Skip to content

Policy Evaluation

src.pcgym.policy_evaluation.policy_eval

Policy Evaluation Class for pc-gym.

This class provides methods for evaluating policies in a given environment, including rollouts, oracle comparisons, and data visualization.

Attributes:

Name Type Description
make_env

Callable Function to create the environment.

env_params

dict Parameters for the environment.

env

Environment The environment instance.

policies

dict Dictionary of policies to evaluate.

n_pi

int Number of policies.

reps

int Number of repetitions for evaluation.

oracle

bool Whether to use oracle comparisons.

cons_viol

bool Whether to plot constraint violations.

save_fig

bool Whether to save generated figures.

MPC_params

dict or bool Parameters for MPC, if applicable.

__init__(make_env, policies, reps, env_params, oracle=False, MPC_params=False, cons_viol=False, save_fig=False)
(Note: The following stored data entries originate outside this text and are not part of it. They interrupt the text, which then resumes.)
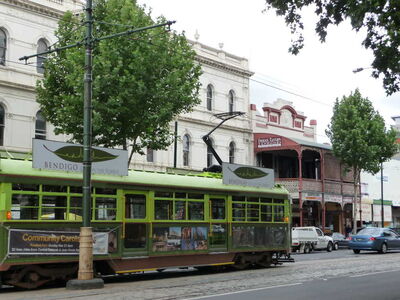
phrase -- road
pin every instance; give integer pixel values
(319, 275)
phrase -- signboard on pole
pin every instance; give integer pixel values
(234, 174)
(52, 155)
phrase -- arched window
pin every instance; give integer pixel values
(2, 124)
(40, 126)
(209, 97)
(231, 152)
(42, 47)
(210, 156)
(186, 149)
(150, 155)
(3, 47)
(231, 100)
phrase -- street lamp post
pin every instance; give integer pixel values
(382, 210)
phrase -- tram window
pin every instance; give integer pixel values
(105, 208)
(279, 213)
(25, 207)
(54, 188)
(135, 236)
(135, 206)
(253, 199)
(105, 191)
(218, 235)
(163, 194)
(217, 209)
(238, 198)
(196, 211)
(266, 213)
(253, 213)
(180, 210)
(163, 209)
(266, 200)
(75, 189)
(54, 208)
(238, 212)
(25, 187)
(195, 196)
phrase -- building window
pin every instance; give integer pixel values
(273, 119)
(2, 124)
(186, 149)
(150, 155)
(231, 152)
(210, 154)
(209, 97)
(231, 100)
(42, 47)
(40, 126)
(3, 47)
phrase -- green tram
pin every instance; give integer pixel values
(144, 221)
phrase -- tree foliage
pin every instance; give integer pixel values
(380, 18)
(141, 82)
(359, 137)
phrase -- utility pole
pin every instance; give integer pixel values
(85, 274)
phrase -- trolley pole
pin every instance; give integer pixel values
(85, 273)
(86, 236)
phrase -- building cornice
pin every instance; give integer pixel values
(222, 66)
(35, 7)
(208, 124)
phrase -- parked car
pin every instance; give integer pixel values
(375, 239)
(339, 241)
(306, 239)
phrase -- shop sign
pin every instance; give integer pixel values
(40, 242)
(387, 213)
(366, 212)
(348, 200)
(269, 142)
(395, 202)
(59, 156)
(310, 196)
(333, 198)
(234, 174)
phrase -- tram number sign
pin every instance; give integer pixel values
(38, 242)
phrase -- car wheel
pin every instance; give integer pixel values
(383, 249)
(329, 247)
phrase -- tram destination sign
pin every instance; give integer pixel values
(234, 174)
(41, 242)
(59, 156)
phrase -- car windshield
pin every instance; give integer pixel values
(370, 231)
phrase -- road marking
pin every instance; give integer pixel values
(245, 291)
(373, 273)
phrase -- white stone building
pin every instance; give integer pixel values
(27, 26)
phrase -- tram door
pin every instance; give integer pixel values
(135, 226)
(218, 227)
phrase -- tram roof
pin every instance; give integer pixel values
(23, 168)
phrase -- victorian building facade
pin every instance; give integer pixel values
(322, 193)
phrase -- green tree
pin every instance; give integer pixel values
(359, 138)
(380, 18)
(141, 82)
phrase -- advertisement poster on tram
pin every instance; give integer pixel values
(176, 238)
(40, 242)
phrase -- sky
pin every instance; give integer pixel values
(312, 80)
Initialize the policy_eval class.

Parameters:

Name Type Description Default
make_env callable

Function to create the environment.

required
policies dict

Dictionary of policies to evaluate.

required
reps int

Number of repetitions for evaluation.

required
env_params dict

Parameters for the environment.

required
oracle bool

Whether to use oracle comparisons. Defaults to False.

False
MPC_params dict

Parameters for MPC, if applicable. Defaults to False.

False
cons_viol bool

Whether to plot constraint violations. Defaults to False.

False
save_fig bool

Whether to save generated figures. Defaults to False.

False

rollout(policy_i)

Rollout the policy for N steps and return the total reward, states and actions.

Parameters:

Name Type Description Default
policy_i

Policy to be rolled out.

required

Returns:

Name Type Description
tuple

Containing: - total_reward (list): Total reward obtained. - s_rollout (np.ndarray): States obtained from rollout. - actions (np.ndarray): Actions obtained from rollout. - cons_info (np.ndarray): Constraint information.

oracle_reward_fn(x, u)

Calculate the oracle reward for given states and actions.

Parameters:

Name Type Description Default
x ndarray

State trajectory.

required
u ndarray

Action trajectory.

required

Returns:

Name Type Description
list list

Oracle rewards for each time step.

get_rollouts()

Perform rollouts for all policies and collect data.

Returns:

Name Type Description
dict dict

Dictionary containing rollout data for each policy and oracle (if applicable).

plot_data(data, reward_dist=False)

Plot the rollout data for all policies.

Parameters:

Name Type Description Default
data dict

Dictionary containing rollout data.

required
reward_dist bool

Whether to plot reward distribution. Defaults to False.

False